# Eastern Block Aircraft Clock



## andyft21 (Feb 12, 2009)

First let me say that I am not sure if I should be posting this here as it is a watch forum and not a clock forum.

This arrived from the bay today;










Its an aircraft clock from some sort of Russian transport plain. Its a great bit of kit, works very well, I think its from the 60/70's. The clock is wound by turning the bezel.

These are on sale at a fairly cheap price and must have cost the aircraft manufacturer a fortune when new. This one is fairly simple with a clean dial which is not too fussy.
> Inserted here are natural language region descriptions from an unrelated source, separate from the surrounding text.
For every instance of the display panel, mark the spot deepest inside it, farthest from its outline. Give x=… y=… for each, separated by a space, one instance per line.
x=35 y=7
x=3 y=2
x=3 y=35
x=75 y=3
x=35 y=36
It should sit nicely on my desk.


----------



## jasonm (Nov 22, 2003)

Very cool! B)


----------



## Silver Hawk (Dec 2, 2003)

andyft21 said:


> First let me say that I am not sure if I should be posting this here as it is a watch forum and not a clock forum.


We love clocks as well....post away!



jasonm said:


> Very cool! B)


Man of few words tonight oh Grasshopper


----------



## jasonm (Nov 22, 2003)

Yep..... :sadwalk:


----------



## Silver Hawk (Dec 2, 2003)

jasonm said:


> Yep..... :sadwalk:


----------



## mach 0.0013137 (Jan 10, 2005)

Silver Hawk said:


> jasonm said:
> 
> 
> > Yep..... :sadwalk:


Makes a change from the usual *Feck! Gurls!! **Drink!!!* :lol:

As to the clock, very nice I might have to look out for something similar sometime :yes:


----------



## roo7 (Jul 13, 2009)

Hi, I was hooked on the clocks too and went on a buying spree, I guess my collection is complete for now.

Group shot of my Russian clocks










Lume shot


----------



## Smiffy89 (Sep 2, 2009)

Where did you get that from mate? I want one now .


----------



## roo7 (Jul 13, 2009)

Smiffy89 said:


> Where did you get that from mate? I want one now .


They are all over eBay, however their "Buy It Now" prices varies a lot from seller to seller. Hunt for the best bargain 

I bought the 24-Hour 55M from http://www.maurnavy.com/

The 55M stands out the most


----------



## andyft21 (Feb 12, 2009)

roo7 said:


> Hi, I was hooked on the clocks too and went on a buying spree, I guess my collection is complete for now.
> 
> Group shot of my Russian clocks
> 
> ...


Nice collection of clocks, I was impressed with mine and the fairly cheap price, that I have ordered another, a bit different in style (similar to the one you have second from the end). I will have one on my desk at home and one at work, well thats the plan.


----------